Das Prinzip des Treibenlassens

Freiburgs Bürgermeister Otto Winterer, so wird Hubert am Oberlindenbrunnen berichten, arbeitete Ende des 19. und Anfang des 20. Jahrhunderts an einer Gotisierung der Stadt. Das Münster gab den Stil vor. Freiburg sollte schönste Stadt Deutschlands werden. Der Brunnen am Oberlindenplatz ist ein Konstrukt aus dieser Zeit. Aus dem Mittelalter war die Linde als bedeutender Baum überliefert, insofern unter ihr oft Recht gesprochen wurde. Doch der Brunnen selbst ist für das mittelalterliche Freiburg nicht belegt. Die Verbindung von Brunnen und Linde mag authentisch wirken, doch sie ist durch Literatur und Bildtradition aufgeladen.
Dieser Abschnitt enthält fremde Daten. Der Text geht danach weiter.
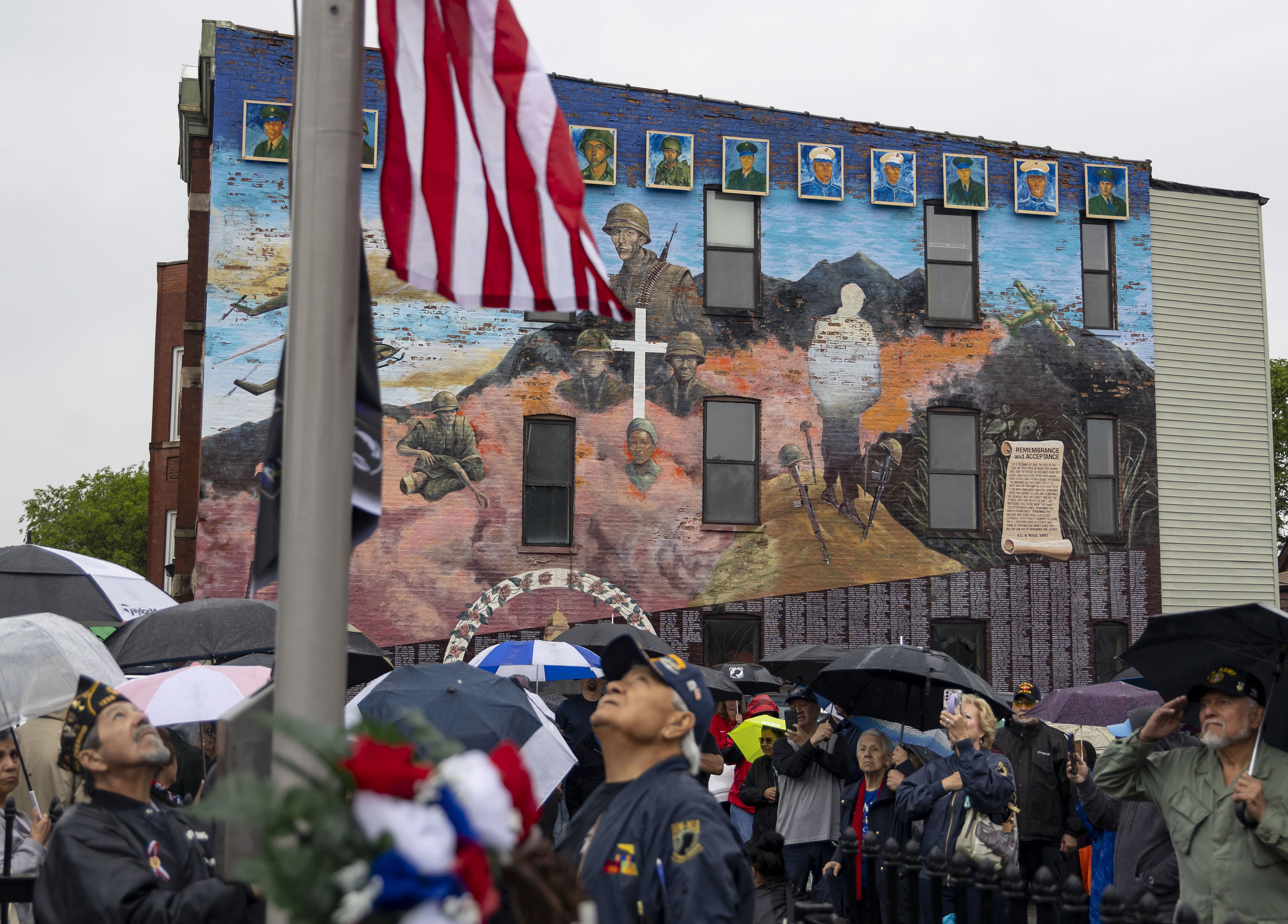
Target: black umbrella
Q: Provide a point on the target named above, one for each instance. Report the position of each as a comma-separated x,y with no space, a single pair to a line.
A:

Die Teilnehmer der Führung sitzen und stehen entspannt am Schwabentor. Die Augen gehen nach links, wo auf der anderen Seite der Straße das Wasser in das Kanalsystem eingespeist wird. Die Bächle sind in Form einer Raute angelegt und nutzen das Gefälle der Stadt – am Ende fließt das Wasser in Unterlinden wieder zusammen. Müßig gehen kann auch einfach heißen, dem Wasser zu folgen und dem Prinzip des Treibenlassens. Was heute eine Art Markenzeichen der Altstadt ist, hatte im Mittelalter auch wirtschaftliche Gründe: Die Bächle belieferten die Handwerksbetriebe mit Brauchwasser.
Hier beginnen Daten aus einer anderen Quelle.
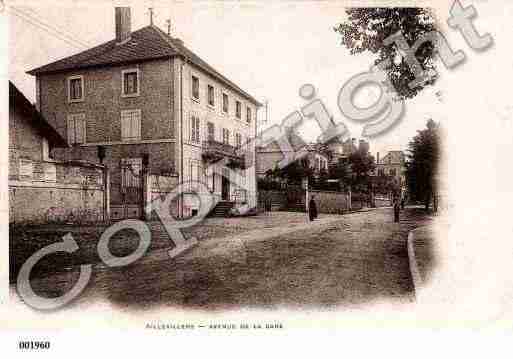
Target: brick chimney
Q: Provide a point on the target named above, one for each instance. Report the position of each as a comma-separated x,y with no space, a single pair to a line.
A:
123,27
Freiburg war eine Handelsstadt, 1120 wurde ihr vom Zähringer Konrad zusammen mit dem Stadtrecht auch das Marktrecht verliehen. Gehen die Augen der Teilnehmer nach rechts, streift der Blick die Wäscherei Himmelsbach, die seit Anfang des 20. Jahrhunderts ihren Firmensitz in der Gerberau hat. Im Mittelalter war hier ein Badehaus – auch so ein Ort der Muße. Im Keller, so erzählt Hubert, befindet sich eine Wasserkraftanlage, um Energie für den Betrieb beziehungsweise für das öffentliche Stromnetz zu erzeugen. Da hatte wohl jemand Muße, nachzudenken. Muße ist eben Zeit, die man so oder so nutzen kann.

Manchmal endet Muße dort, wo sie die anderer berührt

Die Gruppe biegt in die Gerberau ein und muss erst einmal ausweichen. Die Muße von Fußgängern ist der von Cabrio-Fahrern argumentativ unterlegen. Manchmal endet die Muße dort, wo sie die anderer berührt. Wir streifen den Augustinerplatz, wo die Anwohnerinnen und Anwohner das Freizeitverhalten mancher als Lärmbelästigung wahrnehmen. Wir schlendern Richtung Münster, dort wehen die Verse des alten Reinhard Mey-Schlagers von der Freiheit, die da oben wohl grenzenlos sein muss, herbei. Eine kurze Rast, und dann geht es über kleinere Umwege zum Alten Friedhof, bevor die Stadtführung den Kastaniengarten auf dem Schlossberg ansteuern wird.

„Wäre toll, wenn wir Zeit hätten“, sagt Hubert noch und weist auf den Bestand an alten Gräbern hin. Und wirklich wären die Denkmäler zwischen dem hohen Gras, in dem vereinzelte Blumen stehen, es wert, genauer betrachtet zu werden. Doch da läutet die Glocke der benachbarten Ludwigskirche. Selbst auf einem Friedhof ist die Zeit nicht außer Kraft gesetzt. Für die, die hier liegen, ist sie unerheblich geworden. Und die Lebenden sollten sie öfter als Muße begreifen.